Watch for the court filing: 'Local government vs. the State'
VERDE VALLEY -- "I find this bill and the general draconian attitude of the Governor and the Legislature discouraging, disappointing, and unproductive."
Lew Currier, Jerome's Mayor, is referring to SB 1487, a 2016-bill the governor recently signed that has become a powder keg for revolt between the State's Legislature and Governor and cities and towns. The bill would give the state the power to snatch away shared revenues from lowly cities and towns who philosophize differently from the state.
Like plastic bags? That is what started this mess. Bisbee voted to disallow the use of plastic bags in the city for environmental reasons. Flagstaff and others wanted to do the same. The legislature, likely backed by a wealth of plastic bag money, approved legislation to ban the bag ban.
Then the state passed a follow-on bill that would essentially penalize any local government for bucking state law. That is SB 1487.
SB 1487 gives the state the authority, via it's a decision of the attorney general and treasurer to withhold all state-shared revenues from that community and re-distribute it to others.
The issue is not just plastic bags, it is also refusing to permit vacation rentals, whether a town's zoning permits or not. It is approving fireworks, says Clarkdale Mayor Doug Von Gausig, where "the desert is a tinderbox at best."
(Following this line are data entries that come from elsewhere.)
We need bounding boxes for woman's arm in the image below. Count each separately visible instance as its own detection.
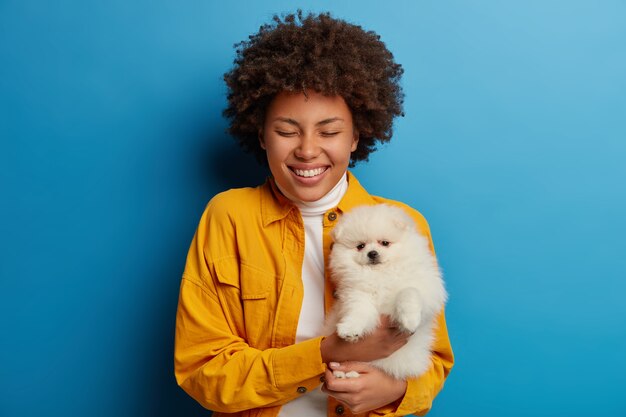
[174,195,333,412]
[320,315,411,363]
[322,310,454,416]
[174,276,327,413]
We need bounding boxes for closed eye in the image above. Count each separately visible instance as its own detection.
[276,130,297,137]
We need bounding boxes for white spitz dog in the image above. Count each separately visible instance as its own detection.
[327,204,447,379]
"You look at the bills to limit the cities and towns' ability to limit bed and breakfasts, 'AirBnBs.' The Governor's very supportive of what he calls 'the sharing economy.' He doesn't like the cities and towns making their own rules about this stuff."
"We see a lot of that stuff with this governor. He seems to feel that the State of Arizona is a much better manager of city and town affairs than the cities and towns and the people of those cities and towns are.
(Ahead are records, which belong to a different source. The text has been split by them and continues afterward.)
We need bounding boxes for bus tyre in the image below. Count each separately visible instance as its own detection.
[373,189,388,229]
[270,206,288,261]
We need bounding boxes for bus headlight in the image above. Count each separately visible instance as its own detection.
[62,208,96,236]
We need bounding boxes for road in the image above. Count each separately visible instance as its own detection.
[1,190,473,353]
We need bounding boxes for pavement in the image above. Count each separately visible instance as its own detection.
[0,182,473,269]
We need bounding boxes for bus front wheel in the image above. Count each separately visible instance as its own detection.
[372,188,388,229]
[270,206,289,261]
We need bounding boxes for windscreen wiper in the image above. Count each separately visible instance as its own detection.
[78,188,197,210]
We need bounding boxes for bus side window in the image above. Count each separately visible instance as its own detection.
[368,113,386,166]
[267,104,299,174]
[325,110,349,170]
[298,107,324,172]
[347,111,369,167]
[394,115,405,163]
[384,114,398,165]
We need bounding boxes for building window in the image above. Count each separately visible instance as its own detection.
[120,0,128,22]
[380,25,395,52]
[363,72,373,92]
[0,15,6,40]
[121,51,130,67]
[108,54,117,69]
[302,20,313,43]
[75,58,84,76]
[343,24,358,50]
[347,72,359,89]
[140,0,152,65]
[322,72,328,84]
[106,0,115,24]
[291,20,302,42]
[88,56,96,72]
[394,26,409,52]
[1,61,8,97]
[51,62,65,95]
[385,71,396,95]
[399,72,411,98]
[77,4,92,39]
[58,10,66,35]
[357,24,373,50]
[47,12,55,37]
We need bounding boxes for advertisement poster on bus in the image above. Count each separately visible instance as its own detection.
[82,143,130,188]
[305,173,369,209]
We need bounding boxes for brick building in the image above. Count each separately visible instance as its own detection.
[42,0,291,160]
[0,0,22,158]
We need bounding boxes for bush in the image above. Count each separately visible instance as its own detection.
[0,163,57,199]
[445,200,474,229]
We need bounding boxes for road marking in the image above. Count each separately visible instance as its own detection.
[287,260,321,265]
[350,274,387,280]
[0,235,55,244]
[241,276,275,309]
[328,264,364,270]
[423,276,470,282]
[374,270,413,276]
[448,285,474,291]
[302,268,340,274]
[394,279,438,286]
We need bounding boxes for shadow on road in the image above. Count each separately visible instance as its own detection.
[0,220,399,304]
"I don't know where this is going to go, but no place good."
He believes the decision will be made by a high court.
Cottonwood Mayor Diane Joens cites former Governor Jan Brewer when she was in office, "While I can agree that all levels of government must continue to find ways to cut costs, I am becoming increasingly concerned that many bills introduced this session micromanage decisions best made at the local level. What happened to the conservative belief that the most effective, responsible and responsive government is government closest to the people?"
The bottom line is money.
If a legislator requests an investigation and the state attorney general finds a local government's law violates state law, the town has 30 days to correct the violation or the state treasurer is ordered to withhold shared revenues, which in some cases can amount to 40 percent of a town's budget.
It allows the attorney general to investigate "any ordinance, regulation, order or other official action' by a community to see if it violates state statutes or the constitution.
A trio of major city mayors argued for the League of Arizona Cities and Towns, "What possible hubris could drive a single legislator to think he or she has more wisdom than the local elected officials who have been chosen by the voters to govern their communities?' the mayors wrote Ducey. "What happened to the principle of 'presumption of innocence' in our legal system?'
Again, Clarkdale Mayor Von Gausig, "An agreement was made years ago to say, the state is the sole entity that may collect income tax. In exchange, it will pay part of that to cities and towns and they would pay part of the sales tax that the state collects to cities and towns."
"That is a long-standing revenue source that cities and towns have expected for years. Now to have the state decide that it doesn't like something you do, it will punish you by withholding that money is just asking for lawsuits. Its creating an atmosphere of antagonism between the governor's office, the legislature and cities and towns that I think is completely injurious and unnecessary."
Adds Von Gausig, "I wish that the legislature and the governor, would get back to running the state of Arizona which is now 50th in education and all kinds of other things that need to be done. We have neglected our state, we have neglected our infrastructure. We have neglected the state lands department. Since they don't want to work on all these difficult things, they have decided to work on cities and towns."
"They aren't listening to people that are in the trenches doing the work. They aren't listening to anyone because they have this permission from the governor to act in this egregious way."
Once again, Joens cites Local Government 101: "Each local government is as unique as an individual human being. That is why policies that impact local governments must be decided by local elected officials and their citizens."